I am now thinking that it makes the most sense to just do a straight refinance of my existing mortgage. I have a 10-year FRM at 3.49% at my credit union that will be paid off in 2019. If I refinance that to a 3/1 ARM, which is currently around 2.75% with no points at my credit union, I can pay the new payment, and put the savings aside to go towards the land and new house construction.

I am thinking that this would avoid taking out the HELOC, where I would be paying interest on the money while it just sits in the bank, and it would avoid the issues around that portion that is not deductible as well as the AMT that was mentioned.

I could then use cash to acquire the land (we are still looking), take however long to do the plans, and then go to the same bank we used the last time for this house to get a construction loan when I need it.
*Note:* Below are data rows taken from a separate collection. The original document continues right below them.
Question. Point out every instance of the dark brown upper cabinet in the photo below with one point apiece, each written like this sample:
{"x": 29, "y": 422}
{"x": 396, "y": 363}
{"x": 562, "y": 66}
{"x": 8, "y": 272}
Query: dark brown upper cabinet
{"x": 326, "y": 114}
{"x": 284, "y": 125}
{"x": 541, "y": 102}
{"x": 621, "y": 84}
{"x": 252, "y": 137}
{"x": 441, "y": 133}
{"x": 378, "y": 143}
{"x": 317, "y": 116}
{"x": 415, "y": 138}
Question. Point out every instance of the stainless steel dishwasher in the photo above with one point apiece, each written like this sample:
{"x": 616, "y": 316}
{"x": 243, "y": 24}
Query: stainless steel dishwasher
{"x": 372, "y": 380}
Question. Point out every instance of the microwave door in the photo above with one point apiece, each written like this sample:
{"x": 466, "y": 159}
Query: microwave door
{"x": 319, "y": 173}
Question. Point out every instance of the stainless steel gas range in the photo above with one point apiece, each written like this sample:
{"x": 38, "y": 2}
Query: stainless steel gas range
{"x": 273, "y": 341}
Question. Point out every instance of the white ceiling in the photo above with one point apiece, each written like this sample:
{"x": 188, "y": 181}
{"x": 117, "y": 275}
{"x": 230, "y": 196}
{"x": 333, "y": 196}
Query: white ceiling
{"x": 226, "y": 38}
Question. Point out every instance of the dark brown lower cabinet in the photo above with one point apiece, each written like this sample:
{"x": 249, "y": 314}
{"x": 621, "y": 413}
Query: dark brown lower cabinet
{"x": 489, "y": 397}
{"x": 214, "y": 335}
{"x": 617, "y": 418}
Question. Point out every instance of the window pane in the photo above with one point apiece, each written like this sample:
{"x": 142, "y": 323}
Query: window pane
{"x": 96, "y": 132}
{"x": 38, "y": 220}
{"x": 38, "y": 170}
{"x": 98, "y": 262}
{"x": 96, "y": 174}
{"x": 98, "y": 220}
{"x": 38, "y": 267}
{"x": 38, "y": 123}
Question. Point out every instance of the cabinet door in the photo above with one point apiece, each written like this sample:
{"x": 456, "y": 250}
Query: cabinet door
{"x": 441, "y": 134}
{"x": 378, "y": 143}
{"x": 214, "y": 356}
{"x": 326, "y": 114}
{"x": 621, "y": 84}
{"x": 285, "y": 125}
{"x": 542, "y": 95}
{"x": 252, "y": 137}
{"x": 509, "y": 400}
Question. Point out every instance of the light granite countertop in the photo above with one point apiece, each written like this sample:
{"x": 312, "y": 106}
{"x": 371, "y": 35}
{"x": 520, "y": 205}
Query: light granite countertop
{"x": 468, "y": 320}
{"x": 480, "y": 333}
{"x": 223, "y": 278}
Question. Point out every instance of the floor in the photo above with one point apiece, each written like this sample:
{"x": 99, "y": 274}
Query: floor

They will take the land as a downpayment, and will finance up to 80% of the total cost, which means we would actually get some money back that we had used to purchase the land to use towards the construction. They do a construction loan to mortgage program that has just one closing. Having the lower payment on this house will also help with our debt ratios, although they will still be under that 43% mentioned in another thread.
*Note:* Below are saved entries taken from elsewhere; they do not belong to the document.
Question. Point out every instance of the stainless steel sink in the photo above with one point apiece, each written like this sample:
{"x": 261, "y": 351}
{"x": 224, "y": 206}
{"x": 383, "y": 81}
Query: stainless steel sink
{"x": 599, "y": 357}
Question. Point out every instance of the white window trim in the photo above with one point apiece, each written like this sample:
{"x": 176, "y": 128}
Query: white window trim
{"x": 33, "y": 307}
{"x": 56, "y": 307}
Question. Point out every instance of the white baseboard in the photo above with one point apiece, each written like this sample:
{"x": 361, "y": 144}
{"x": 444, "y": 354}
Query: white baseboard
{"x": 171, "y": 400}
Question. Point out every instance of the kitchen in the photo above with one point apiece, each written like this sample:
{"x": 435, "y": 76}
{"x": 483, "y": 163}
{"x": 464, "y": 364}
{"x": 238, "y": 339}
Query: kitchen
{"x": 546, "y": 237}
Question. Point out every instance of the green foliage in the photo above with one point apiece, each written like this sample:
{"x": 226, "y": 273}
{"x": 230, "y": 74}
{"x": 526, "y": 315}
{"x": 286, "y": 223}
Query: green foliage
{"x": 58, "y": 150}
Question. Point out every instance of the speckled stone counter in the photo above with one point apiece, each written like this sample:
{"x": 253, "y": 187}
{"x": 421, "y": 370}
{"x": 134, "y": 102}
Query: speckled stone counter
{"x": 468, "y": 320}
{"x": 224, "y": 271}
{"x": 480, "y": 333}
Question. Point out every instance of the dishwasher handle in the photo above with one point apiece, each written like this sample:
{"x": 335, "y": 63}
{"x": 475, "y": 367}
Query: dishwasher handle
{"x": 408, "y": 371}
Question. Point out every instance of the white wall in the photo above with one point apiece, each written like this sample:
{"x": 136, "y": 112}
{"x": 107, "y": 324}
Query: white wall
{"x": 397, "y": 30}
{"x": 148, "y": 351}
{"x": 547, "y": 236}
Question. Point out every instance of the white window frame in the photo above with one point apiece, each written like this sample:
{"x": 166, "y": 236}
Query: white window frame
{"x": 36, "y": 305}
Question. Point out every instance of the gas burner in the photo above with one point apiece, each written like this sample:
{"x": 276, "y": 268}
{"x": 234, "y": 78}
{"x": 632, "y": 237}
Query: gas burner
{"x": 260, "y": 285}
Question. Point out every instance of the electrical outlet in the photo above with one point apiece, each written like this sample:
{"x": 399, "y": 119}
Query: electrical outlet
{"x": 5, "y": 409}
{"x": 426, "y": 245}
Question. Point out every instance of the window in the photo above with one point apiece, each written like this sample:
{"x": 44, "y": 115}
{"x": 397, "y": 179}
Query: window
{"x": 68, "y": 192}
This would make it easier financially since it wouldn't be as tight, and would let us continue with the plan to build the new house first, move into it, and then sell this house. Once this house sells, we would pay off its remaining mortgage plus the mortgage on the new house, and put the remaining cash in the bank to backfill the savings that I had tapped, and to leave some money for a 2nd house down the road.

I am thinking that the best case is we are 2 years from being out of this house, and worst case is that we are 5 years away, so even if we have one reset period where the rate increases the full 2% putting us around 4.75%, that would be for a very short time.

I think this gives us the most flexibility and least stress, but I'd love some input/critiques.